A Casa Branca com Obama tem ditado os rumos da política externa mais do que ocorria sob seus antecessores pós-Guerra Fria. Durante seu período como secretária de Estado, Hillary Clinton divergiu do presidente em muitas questões estratégicas de política externa, tendo sido um dos poucos membros do gabinete a desafiá-lo durante as reuniões do Conselho Nacional de Segurança. Ao contrário de Obama, Hillary foi a favor de armar os rebeldes sírios, se opôs ao anúncio do prazo de 18 meses para a retirada as tropas do Afeganistão, após a tensão de 2009, opôs-se ao apelo pelo congelamento dos assentamentos israelenses, e apoiou uma transição democrática lenta no Egito que mantivesse Hosni Mubarak no poder. Em todas as decisões, a vontade de Obama prevaleceu. Na América Latina, no entanto, Hillary Clinton teve bastante autonomia. (A abertura das relações com Cuba – um dos carros-chefe de Obama – foi orquestrada, sobretudo, por canais diplomáticos não-oficiais, mas foi durante o segundo mandato de Obama, depois de Clinton deixar o cargo, que as negociações se intensificaram).

Em junho de 2009, Clinton enfrentou seu primeiro grande teste na América Latina, quando o presidente hondurenho Manuel Zelaya foi deposto do cargo, após ser arrancado de sua residência, no meio da noite, ainda de pijama, por soldados cumprindo ordens da Suprema Corte de Honduras. As Nações Unidas e a Organização dos Estados Americanos (OEA) pediram a volta imediata de Zelaya como presidente. Obama declarou que "o golpe não foi legal" e, em um telegrama diplomático, divulgado mais tarde pelo WikiLeaks, o embaixador dos EUA em Honduras Hugo Llorens também se referiu a um "golpe de Estado ilegal e inconstitucional". Mas a posição de Obama foi abalada quando sua tentativa de nomear um novo representante sênior para as Américas foi bloqueada por senadores republicanos que apoiaram o governo interino de Honduras de Roberto Micheletti. 
Ignorando a declaração anterior de Obama, Clinton afirmou em seguida que o governo dos EUA se abstinha de chamar a deposição de Zelaya de golpe, e deu início a uma tentativa de, escanteando a OEA, trabalhar ao lado do presidente da Costa Rica Óscar Arias para evitar o retorno de Zelaya, através de nova eleições. Na primeira edição de sua autobiografia, Hard Choices, Clinton escreve: "Nós pensamos num plano estratégico para restaurar a ordem em Honduras e garantir que eleições livres e justas pudessem ser realizadas de forma rápida e legítima, o que tornaria a questão Zelaya irrelevante”. Esta passagem foi removida a partir na segunda edição. O governo dos EUA continuou a fornecer ajuda militar e para o desenvolvimento de Honduras, incluindo 28 milhões de dólares através do programa Honduras Convive, lançado pelo Departamento de Iniciativas de Transição para sufocar qualquer reação de hondurenhos que se recusassem a aceitar a nova realidade política. A violência política aumentou q partir de de junho de 2009: em Janeiro de 2010, 34 membros da oposição (ao governo interino e, em seguida, ao governo de Porfirio Lobo, que foi eleito e reconhecido por Obama em novembro de 2009) haviam desaparecido ou sido assassinados, e mais de 300 pessoas haviam sido mortas pelas forças de segurança hondurenhas.

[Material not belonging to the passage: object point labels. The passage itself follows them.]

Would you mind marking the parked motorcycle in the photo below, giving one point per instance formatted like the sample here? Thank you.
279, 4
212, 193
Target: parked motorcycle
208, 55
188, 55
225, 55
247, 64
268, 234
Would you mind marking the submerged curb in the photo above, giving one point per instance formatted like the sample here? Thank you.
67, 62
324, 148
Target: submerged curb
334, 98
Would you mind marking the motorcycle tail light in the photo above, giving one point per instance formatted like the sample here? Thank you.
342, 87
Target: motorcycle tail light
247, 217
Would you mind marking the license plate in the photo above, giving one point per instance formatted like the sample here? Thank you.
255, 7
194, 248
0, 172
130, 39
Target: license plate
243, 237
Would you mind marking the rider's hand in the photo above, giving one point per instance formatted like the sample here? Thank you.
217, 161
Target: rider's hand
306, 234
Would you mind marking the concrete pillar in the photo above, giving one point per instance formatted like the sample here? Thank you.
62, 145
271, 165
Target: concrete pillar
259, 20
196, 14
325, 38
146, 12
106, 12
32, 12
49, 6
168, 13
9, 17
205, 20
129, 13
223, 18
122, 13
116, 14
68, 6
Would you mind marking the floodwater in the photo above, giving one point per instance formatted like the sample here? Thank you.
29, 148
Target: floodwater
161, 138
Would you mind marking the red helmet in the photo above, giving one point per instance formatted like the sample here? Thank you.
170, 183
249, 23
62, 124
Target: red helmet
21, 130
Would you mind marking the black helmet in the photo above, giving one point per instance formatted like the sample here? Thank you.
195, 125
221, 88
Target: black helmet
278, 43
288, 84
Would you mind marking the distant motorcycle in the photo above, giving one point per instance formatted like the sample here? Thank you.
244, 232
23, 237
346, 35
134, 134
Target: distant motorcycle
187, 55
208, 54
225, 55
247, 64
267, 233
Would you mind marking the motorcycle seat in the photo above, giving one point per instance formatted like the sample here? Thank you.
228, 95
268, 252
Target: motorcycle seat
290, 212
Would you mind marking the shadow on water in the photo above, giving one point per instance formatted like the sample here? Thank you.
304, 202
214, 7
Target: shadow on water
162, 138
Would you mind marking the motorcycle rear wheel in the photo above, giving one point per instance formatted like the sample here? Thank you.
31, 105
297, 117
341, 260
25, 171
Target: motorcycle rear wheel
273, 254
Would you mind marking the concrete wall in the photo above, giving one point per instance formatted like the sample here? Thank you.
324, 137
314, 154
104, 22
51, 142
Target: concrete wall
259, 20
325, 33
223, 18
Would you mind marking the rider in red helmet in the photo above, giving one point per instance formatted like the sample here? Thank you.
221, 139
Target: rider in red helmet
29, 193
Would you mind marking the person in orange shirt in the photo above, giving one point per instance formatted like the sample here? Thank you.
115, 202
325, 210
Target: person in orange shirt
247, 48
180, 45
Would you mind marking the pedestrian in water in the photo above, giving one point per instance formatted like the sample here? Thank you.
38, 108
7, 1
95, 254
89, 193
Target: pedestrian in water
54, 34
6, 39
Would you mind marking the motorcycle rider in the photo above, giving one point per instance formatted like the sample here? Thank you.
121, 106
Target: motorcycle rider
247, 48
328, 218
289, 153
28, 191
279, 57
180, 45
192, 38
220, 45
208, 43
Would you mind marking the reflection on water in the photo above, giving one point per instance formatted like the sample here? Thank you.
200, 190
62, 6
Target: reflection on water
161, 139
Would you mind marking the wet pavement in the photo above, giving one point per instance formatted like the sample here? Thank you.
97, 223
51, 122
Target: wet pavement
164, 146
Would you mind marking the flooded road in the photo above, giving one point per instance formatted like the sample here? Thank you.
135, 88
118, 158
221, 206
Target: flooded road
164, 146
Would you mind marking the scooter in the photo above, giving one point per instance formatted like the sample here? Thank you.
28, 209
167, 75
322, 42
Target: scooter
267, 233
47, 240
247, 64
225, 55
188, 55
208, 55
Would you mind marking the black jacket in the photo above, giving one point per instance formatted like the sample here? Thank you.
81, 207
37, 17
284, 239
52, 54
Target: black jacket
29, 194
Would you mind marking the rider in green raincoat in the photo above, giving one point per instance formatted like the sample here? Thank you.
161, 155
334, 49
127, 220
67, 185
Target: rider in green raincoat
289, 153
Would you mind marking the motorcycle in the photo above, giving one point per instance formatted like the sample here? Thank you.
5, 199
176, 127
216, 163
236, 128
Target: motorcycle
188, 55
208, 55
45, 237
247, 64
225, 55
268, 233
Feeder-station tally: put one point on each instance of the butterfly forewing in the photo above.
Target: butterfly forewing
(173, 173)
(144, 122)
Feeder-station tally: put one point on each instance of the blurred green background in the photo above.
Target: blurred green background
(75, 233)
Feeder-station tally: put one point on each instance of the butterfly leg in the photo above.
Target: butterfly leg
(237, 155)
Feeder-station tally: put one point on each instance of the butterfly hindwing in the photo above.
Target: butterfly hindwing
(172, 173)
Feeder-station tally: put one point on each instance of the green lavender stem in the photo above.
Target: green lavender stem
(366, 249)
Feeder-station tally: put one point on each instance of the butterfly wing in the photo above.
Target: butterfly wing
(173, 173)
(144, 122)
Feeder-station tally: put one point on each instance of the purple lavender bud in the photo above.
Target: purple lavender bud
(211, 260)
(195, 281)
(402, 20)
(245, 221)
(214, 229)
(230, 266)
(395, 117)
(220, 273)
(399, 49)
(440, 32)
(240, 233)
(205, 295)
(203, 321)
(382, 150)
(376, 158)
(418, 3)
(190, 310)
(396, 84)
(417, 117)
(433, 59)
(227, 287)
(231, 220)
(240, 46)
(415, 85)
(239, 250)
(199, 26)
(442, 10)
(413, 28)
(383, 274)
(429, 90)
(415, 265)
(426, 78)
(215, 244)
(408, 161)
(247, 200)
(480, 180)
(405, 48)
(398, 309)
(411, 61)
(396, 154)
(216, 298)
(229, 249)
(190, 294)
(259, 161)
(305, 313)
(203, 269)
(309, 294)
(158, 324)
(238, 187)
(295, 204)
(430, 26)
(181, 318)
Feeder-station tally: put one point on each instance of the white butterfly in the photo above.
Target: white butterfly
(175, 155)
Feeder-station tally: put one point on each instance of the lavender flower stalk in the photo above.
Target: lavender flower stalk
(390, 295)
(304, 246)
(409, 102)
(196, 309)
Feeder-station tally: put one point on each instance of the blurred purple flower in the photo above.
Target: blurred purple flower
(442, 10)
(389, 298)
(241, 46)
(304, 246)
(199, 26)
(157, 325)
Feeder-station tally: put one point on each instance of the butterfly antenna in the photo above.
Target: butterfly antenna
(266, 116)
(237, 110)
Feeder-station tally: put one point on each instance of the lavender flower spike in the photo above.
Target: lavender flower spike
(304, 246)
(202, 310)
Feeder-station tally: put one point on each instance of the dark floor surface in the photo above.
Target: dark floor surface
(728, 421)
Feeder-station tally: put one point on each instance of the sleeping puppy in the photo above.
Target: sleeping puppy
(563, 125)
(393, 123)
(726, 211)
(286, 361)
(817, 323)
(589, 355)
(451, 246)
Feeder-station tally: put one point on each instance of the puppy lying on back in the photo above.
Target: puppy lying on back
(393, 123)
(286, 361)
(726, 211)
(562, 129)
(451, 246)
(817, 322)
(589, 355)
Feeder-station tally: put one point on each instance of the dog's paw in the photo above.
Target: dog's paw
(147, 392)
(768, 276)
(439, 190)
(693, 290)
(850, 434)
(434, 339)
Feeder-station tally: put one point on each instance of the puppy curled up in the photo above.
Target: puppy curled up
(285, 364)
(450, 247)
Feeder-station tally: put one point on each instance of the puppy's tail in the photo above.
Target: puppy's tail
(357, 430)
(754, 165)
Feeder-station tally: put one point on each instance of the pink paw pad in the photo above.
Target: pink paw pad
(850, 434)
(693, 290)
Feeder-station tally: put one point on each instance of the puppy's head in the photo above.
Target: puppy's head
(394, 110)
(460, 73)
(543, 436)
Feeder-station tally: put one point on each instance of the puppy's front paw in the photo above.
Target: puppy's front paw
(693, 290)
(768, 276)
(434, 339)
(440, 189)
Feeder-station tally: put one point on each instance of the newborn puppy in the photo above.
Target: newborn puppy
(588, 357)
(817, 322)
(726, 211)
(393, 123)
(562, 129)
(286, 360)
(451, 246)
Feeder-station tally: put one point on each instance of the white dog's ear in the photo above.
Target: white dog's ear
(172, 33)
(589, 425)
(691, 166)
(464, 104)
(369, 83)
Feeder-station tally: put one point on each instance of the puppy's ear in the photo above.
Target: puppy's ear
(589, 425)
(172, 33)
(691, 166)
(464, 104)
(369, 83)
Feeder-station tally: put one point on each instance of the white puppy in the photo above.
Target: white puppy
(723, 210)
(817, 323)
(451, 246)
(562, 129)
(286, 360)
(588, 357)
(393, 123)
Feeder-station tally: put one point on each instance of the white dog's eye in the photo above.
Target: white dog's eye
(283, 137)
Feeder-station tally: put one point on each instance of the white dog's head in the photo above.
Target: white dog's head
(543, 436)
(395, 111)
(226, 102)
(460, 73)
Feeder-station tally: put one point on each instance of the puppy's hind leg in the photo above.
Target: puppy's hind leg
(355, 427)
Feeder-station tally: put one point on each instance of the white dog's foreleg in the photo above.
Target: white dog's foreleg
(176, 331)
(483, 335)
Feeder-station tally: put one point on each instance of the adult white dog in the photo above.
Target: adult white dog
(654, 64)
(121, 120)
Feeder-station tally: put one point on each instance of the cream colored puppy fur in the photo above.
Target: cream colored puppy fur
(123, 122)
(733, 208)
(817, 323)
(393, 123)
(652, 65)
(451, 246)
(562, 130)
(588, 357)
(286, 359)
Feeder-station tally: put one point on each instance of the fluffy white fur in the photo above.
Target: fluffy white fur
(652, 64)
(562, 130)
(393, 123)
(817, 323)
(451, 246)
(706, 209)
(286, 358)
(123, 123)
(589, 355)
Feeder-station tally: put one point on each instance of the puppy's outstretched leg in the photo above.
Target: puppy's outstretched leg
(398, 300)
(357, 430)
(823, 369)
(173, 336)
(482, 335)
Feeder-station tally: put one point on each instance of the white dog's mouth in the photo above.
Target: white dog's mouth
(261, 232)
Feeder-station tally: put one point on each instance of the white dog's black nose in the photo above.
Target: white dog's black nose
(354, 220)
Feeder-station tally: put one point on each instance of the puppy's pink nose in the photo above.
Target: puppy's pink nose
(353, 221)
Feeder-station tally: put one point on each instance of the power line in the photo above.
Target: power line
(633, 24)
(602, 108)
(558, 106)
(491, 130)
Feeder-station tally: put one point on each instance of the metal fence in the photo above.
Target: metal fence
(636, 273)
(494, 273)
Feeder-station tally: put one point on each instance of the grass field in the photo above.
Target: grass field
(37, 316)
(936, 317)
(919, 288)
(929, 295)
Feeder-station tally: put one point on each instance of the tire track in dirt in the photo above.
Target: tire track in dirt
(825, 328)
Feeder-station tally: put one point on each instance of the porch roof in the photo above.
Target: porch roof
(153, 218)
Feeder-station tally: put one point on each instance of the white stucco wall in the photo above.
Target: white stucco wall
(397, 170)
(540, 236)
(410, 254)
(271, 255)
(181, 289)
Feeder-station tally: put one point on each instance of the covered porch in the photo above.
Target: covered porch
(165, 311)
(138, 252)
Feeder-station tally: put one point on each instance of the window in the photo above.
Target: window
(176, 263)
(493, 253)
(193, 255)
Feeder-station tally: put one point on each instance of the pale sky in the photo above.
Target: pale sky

Nos últimos anos, as taxas de homicídio nos países do Triângulo do Norte da América Central (Honduras, El Salvador e Guatemala) estão entre as mais altas do mundo. Gangues territoriais, envolvidas em extorsão e tráfico de drogas, são muitas vezes responsáveis por assassinatos, estupros e torturas que levaram à emigração em massa, mas esses países têm longas, ainda que distintas, histórias de violência: a repressão estatal, apoiada e somada a intervenções estrangeiras, antecedidas por séculos de domínio colonial, com seu legado de patriarcado e discriminação racial. Durante sua campanha, Hillary Clinton disse que o Plano Colômbia – a iniciativa militar e diplomática lançada por seu marido para combater narcotraficantes e guerrilheiros colombianos – representa um modelo apropriado para as atividades dos EUA na América Central. Unidades militares colombianas, treinadas e financiadas por meio do Plano Colômbia, recompensam financeiramente os soldados por cada guerrilheiro que matam, e sabe-se que agiram em conluio com grupos paramilitares. Um relatório das organizações Fellowship on Reconciliation (FOR) com o US Office on Colombia (USOC) apresenta uma correlação entre o aumento em ajuda dos EUA para unidades militares através do Plano Colômbia, e o aumento no número de execuções extrajudiciais cometidas. A Anistia Internacional, por sua vez, descreveu o Plano Colômbia como "um fracasso em todos os aspectos". A proposta de Clinton para a adoção de uma estratégia similar para a América Central evidencia a perspectiva de uma militarização acelerada da segurança pública em sociedades já marcadas por extrema violência – e por genocídio, no caso da Guatemala – infligida pelas forças militares, sem necessariamente tratar as causas mais profundas da intranquilidade social e da criminalidade.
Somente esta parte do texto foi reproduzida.